4). Description of Test Results As is clear from Table 1, the laminate samples of Examples 1 to 6 have higher adhesive strength than the laminate samples of Comparative Examples 1 to 4, and all of the values are 3.5 N / It clearly exceeded the acceptance criteria (3.0 N / mm or more). In particular, the laminate samples of Examples 1 and 2 have an adhesive strength of 4.5 N / mm or more, which clearly exceeds the acceptance standard (4.0 N / mm or more), and is particularly excellent. It was. In Table 1, CF40 or CF50 is a mixed failure of CF (cohesive failure) and AF (interface failure), of which CF is about 40% or about 50%.
In Comparative Examples 1 to 4, all were AF (interfacial fracture), but in Comparative Examples 1 and 2, the interface between the adherend 1 (thermoplastic resin) and the adhesive was peeled off. The interface with the adherend 2 (diene rubber) was peeled off.

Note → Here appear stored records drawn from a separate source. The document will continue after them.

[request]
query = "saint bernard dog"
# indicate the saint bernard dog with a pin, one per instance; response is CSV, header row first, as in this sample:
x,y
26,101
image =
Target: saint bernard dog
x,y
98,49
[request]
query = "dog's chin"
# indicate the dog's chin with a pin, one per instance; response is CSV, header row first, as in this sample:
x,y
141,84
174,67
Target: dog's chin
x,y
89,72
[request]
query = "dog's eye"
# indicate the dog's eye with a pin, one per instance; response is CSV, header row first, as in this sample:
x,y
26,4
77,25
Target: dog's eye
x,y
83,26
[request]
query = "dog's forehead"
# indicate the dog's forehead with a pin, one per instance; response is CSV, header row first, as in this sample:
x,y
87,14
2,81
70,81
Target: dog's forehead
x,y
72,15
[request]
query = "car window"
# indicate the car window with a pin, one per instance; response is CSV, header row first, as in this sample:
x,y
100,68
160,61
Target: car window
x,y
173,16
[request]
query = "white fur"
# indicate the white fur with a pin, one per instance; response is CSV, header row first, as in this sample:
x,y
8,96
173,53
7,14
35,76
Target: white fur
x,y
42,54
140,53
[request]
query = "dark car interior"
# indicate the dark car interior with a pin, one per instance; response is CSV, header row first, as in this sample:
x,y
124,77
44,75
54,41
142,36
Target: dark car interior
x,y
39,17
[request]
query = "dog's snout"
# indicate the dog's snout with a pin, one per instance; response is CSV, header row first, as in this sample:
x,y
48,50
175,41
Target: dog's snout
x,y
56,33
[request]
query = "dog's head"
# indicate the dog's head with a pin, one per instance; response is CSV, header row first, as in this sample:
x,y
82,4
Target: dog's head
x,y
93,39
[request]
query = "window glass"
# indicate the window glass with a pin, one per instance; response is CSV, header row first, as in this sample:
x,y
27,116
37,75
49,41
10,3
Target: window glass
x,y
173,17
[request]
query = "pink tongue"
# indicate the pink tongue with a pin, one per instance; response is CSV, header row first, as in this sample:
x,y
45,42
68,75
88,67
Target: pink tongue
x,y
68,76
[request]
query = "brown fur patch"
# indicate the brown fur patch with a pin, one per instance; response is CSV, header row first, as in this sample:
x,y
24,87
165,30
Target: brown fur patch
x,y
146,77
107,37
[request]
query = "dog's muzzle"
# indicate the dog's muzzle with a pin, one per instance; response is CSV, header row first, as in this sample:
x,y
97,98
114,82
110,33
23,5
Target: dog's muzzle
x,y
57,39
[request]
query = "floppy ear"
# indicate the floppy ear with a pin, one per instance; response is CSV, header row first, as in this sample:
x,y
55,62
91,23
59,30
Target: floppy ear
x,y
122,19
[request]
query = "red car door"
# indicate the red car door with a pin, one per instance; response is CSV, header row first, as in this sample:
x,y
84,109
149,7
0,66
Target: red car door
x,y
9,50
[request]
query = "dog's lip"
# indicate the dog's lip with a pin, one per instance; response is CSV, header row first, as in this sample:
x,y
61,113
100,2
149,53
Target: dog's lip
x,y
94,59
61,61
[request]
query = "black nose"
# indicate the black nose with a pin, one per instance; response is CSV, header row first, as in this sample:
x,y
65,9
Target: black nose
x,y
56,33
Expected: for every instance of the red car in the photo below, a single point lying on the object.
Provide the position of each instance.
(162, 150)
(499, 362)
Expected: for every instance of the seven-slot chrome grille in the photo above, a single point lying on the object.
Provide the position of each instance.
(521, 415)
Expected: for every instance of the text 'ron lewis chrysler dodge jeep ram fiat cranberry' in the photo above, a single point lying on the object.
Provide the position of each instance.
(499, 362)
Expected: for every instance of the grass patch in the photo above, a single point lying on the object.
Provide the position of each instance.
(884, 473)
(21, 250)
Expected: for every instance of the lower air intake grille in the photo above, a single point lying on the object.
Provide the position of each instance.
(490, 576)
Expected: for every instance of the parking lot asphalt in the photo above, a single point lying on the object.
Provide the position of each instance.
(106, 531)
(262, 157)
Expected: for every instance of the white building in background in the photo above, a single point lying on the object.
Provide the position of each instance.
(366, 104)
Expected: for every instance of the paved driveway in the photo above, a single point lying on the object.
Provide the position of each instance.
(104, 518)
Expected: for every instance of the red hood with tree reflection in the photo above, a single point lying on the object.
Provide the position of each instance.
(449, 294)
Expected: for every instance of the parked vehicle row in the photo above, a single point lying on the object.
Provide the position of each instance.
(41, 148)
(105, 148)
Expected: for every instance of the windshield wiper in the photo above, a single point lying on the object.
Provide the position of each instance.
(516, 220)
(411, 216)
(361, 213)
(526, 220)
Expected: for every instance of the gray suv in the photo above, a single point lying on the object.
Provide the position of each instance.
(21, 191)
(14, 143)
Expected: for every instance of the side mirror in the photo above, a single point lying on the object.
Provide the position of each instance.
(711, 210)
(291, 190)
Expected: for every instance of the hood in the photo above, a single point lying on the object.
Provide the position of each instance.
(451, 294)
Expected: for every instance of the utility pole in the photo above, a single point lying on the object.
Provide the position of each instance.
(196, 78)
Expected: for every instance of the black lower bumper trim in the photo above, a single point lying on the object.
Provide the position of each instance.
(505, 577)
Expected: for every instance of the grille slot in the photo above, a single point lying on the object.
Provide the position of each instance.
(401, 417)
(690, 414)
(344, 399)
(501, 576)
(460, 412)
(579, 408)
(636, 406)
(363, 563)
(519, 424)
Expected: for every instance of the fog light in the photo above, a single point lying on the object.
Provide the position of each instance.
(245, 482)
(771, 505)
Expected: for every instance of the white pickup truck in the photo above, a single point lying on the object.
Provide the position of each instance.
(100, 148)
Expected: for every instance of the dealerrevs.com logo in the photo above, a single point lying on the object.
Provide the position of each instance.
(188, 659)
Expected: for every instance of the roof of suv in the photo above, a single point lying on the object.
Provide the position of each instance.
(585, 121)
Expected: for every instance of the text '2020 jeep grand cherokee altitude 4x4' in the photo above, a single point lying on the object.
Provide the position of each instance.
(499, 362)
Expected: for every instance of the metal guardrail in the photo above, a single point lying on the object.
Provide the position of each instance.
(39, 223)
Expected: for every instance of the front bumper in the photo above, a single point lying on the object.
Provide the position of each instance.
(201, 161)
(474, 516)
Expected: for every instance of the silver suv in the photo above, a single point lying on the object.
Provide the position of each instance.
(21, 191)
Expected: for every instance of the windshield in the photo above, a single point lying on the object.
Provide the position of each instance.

DESCRIPTION OF SYMBOLS 1 Laminate 2 Resin layer which consists of thermoplastic resin composition (a) 3 Adhesive layer which consists of liquid polymer composition (b) 4 Rubber layer which consists of diene-type rubber composition (c)

Claims (6)

A laminate comprising a thermoplastic resin composition (a), a liquid polymer composition (b) and a diene rubber composition (c) combined in this order, wherein the liquid polymer composition (b) 30% by mass or more of a modified liquid polybutadiene having a polar group capable of forming a covalent bond with the main chain or side chain atom of the resin and having a 1,2-bond unit content of 25 mol% or more in the butadiene unit and, the liquid polymer composition (b) and / or the diene rubber composition (c) is seen containing a vulcanizing agent,
The polar group is at least one selected from the group consisting of a maleic anhydride group, an epoxy group and a (meth) acrylate group;
The liquid polymer composition (b) does not use a solvent . The laminate according to claim 1, wherein the thermoplastic resin composition (a) is at least one selected from the group consisting of polyamide resins, polyester resins, ethylene vinyl alcohol copolymer resins, and modified polyolefin resins. body. The laminate according to claim 1 or 2 , wherein the diene rubber composition (c) is an acrylonitrile butadiene rubber composition. The thermoplastic resin composition (a) is a polyamide resin, in the range of 5 to 25 wt% of content the modified liquid polybutadiene before Kikyoku groups, and the 1,2-bond units content The laminate according to claim 3 , which is in the range of 50 to 95 mol%. A laminate obtained by vulcanizing the laminate according to any one of claims 1 to 4 at a temperature lower than the melting point of the thermoplastic resin composition (a). Combining the thermoplastic resin composition (a), the liquid polymer composition (b) and the diene rubber composition (c) in this order, and vulcanizing at a temperature lower than the melting point of the thermoplastic resin composition (a). The manufacturing method of the laminated body in any one of Claims 1-4 characterized by these.